MySQL backslash escaping



  • I seem to have discovered a bug in MySQL's matching of backslashes in LIKE clauses. Bug aside, the rules for escaping are WTFy enough in their own right:

    • Two characters have special meaning: % and _
    • To find those specific characters you can precede them with an escape character, by default, backslash: \%, \_
    • "Because MySQL uses C escape syntax in strings (for example, \n to represent a newline character), you must double any \ that you use in LIKE strings. For example, to search for \n, specify it as \\n. To search for \, specify it as \\\\; this is because the backslashes are stripped once by the parser and again when the pattern match is made, leaving a single backslash to be matched against."
    • "Exception: At the end of the pattern string, backslash can be specified as \\. At the end of the string, backslash stands for itself because there is nothing following to escape."

    The last two are verbatim from the docs. Okay, so to search for a backslash in the middle of the string, according to the docs, I need to use LIKE "%\\\\%". Let's test that out...

    I've created a database with the following values:

    TESTITEM
    %TESTITEM
    TESTITEM%
    TEST\ITEM
    TEST\\ITEM
    TEST\ITEM\


    Here are the queries and results:

    SELECT item_code FROM items WHERE item_code LIKE '%\%';
    
    +-----------+
    | item_code |
    +-----------+
    | %TESTITEM |
    | TESTITEM% |
    +-----------+
    2 rows in set (0.00 sec)
    

    The backslash should escape the second % right? This should only find columns ending with a % character as far as I can see, not just those containing one.

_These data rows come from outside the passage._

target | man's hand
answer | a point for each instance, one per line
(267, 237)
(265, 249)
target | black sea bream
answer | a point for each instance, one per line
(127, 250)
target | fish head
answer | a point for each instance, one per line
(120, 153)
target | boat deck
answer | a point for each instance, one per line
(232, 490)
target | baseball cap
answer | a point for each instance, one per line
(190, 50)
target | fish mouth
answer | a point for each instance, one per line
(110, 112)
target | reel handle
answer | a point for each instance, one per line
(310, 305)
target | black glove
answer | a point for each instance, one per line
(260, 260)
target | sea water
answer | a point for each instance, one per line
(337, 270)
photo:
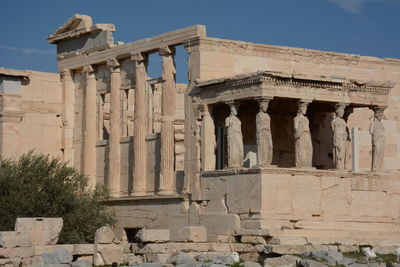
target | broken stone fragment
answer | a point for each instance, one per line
(57, 256)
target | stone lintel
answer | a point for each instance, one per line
(113, 64)
(293, 172)
(273, 84)
(148, 45)
(76, 26)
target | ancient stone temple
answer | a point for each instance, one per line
(294, 144)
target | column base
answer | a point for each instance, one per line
(140, 194)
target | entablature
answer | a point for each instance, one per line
(283, 85)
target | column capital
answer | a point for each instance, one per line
(113, 64)
(341, 105)
(166, 51)
(378, 108)
(204, 110)
(304, 102)
(138, 57)
(88, 69)
(65, 74)
(262, 99)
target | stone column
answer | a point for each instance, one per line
(355, 150)
(302, 137)
(114, 155)
(263, 134)
(90, 138)
(208, 142)
(140, 151)
(340, 137)
(68, 115)
(167, 173)
(234, 138)
(377, 131)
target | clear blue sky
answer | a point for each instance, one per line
(366, 27)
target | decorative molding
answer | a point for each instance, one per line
(138, 57)
(113, 64)
(268, 79)
(293, 171)
(166, 51)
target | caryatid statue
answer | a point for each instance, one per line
(340, 137)
(302, 137)
(263, 134)
(235, 138)
(377, 131)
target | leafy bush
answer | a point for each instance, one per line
(36, 185)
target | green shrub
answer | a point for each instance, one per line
(36, 185)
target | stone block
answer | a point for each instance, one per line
(285, 260)
(110, 253)
(348, 248)
(194, 234)
(22, 252)
(239, 247)
(248, 239)
(250, 264)
(82, 263)
(159, 258)
(40, 231)
(219, 224)
(57, 256)
(83, 249)
(385, 249)
(35, 261)
(244, 194)
(333, 258)
(39, 250)
(287, 240)
(9, 239)
(153, 235)
(218, 247)
(10, 262)
(105, 235)
(181, 258)
(284, 249)
(131, 258)
(98, 259)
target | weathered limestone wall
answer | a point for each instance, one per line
(154, 213)
(220, 58)
(301, 208)
(31, 117)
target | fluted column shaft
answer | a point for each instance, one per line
(207, 140)
(139, 144)
(167, 174)
(68, 115)
(89, 154)
(114, 159)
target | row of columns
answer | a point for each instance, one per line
(167, 174)
(302, 137)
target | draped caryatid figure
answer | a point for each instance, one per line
(235, 138)
(377, 131)
(263, 135)
(340, 136)
(302, 136)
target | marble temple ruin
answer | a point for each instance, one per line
(294, 144)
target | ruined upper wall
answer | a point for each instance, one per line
(30, 113)
(80, 43)
(213, 58)
(79, 34)
(219, 58)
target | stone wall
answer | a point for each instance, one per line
(31, 116)
(216, 58)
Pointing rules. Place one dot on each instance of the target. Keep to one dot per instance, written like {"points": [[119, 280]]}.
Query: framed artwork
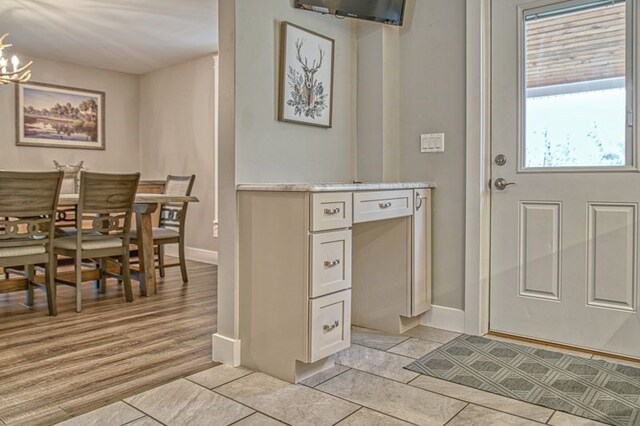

    SELECT item_code FROM items WHERE item_code LIKE '%\\%';
    
    +-----------+
    | item_code |
    +-----------+
    | %TESTITEM |
    | TESTITEM% |
    +-----------+
    2 rows in set (0.00 sec)
    

    This one's not really covered by the spec, I put it in for completeness.


    SELECT item_code FROM items WHERE item_code LIKE '%\\\%';
    
    Empty set (0.00 sec)
    

    Again, not really covered by the spec. It starts to get interesting after this...


    SELECT item_code FROM items WHERE item_code LIKE '%\\\\%';
    
    Empty set (0.00 sec)
    

    According to the documentation, this is the correct syntax to find a single backslash anywhere in the string, and yet it returns nothing.


    SELECT item_code FROM items WHERE item_code LIKE '%\\\\\%';
    
    +------------+
    | item_code  |
    +------------+
    | TEST\\ITEM |
    | TEST\ITEM  |
    | TEST\ITEM\ |
    +------------+
    3 rows in set (0.00 sec)
    

    Five backslashes (FIVE!) returns all of the rows containing a backslash. Surely this should match values ending with \%.


    SELECT item_code FROM items WHERE item_code LIKE '%\\\\\\%';
    
    +------------+
    | item_code  |
    +------------+
    | TEST\\ITEM |
    | TEST\ITEM  |
    | TEST\ITEM\ |
    +------------+
    3 rows in set (0.00 sec)
    

    Six backslashes does the same as five.


    SELECT item_code FROM items WHERE item_code LIKE '%\\\\\\\%';
    
    Empty set (0.00 sec)
    
    SELECT item_code FROM items WHERE item_code LIKE '%\\\\\\\\%';
    
    Empty set (0.00 sec)
    

    Seven and eight backslashes return nothing.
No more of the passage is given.